Attention all businesses, not-for-profits and community organisations: are you looking for help in creating that killer app or web-based learning tool?
Computer science students at the University of Waikato are looking for real-world projects to hone their programming and project management skills.
The Department of Computer Science’s software engineering project is a three-month exercise for third-year students to work in groups to design and implement a medium-sized software project for a client.
Last year, students tackled a range of projects including a program to help preschoolers learn the alphabet, a website to link volunteers with community projects, a gesture recognition program for helping people learn sign language, a visitor iPhone app for the Maungatautari Ecological Island Trust, and a program to better display scientific data.
The students worked closely with their clients to develop requirements and a specification for the project, design the system structure and user interface, and carry out documentation, implementation and maintenance.

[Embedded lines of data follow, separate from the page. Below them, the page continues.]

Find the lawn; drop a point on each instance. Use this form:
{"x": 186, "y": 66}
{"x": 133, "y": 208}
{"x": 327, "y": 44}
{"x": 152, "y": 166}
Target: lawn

Their clients ranged from a Tauranga-based company monitoring media sentiment to Asthma Waikato.
Vicki Blundell of Asthma Waikato was so impressed with last year’s project that she’s coming back for more.
“The Waikato students developed an iPad game using Asthma Waikato’s Sailor the Pufferfish mascot which aimed to teach kids how best to manage their asthma,” she says. “It’s been a great success, and we now have a couple of other projects we’d like to develop with students this year.”
“We found the students really professional in their approach. They were full of ideas and they provided our Sailor the pufferfish program with a very cool, up to date way to engage with kids. When we tell people that Sailor has his own iPad ap, they are very impressed. When we tell them it was free, they are stunned!”
Dr David Streader, who’ll be supervising this year’s projects over the course of the next semester, says it’s a great opportunity for organisations to get some free help from senior students.
“Our students are in their final year of our computer science degree, so by now they’ve got all the programming skills they need. For them, it’s an opportunity to learn how to plan and deliver a project within budget and on time - it’s real world skills like these that make our grads so sought after in the IT sector.”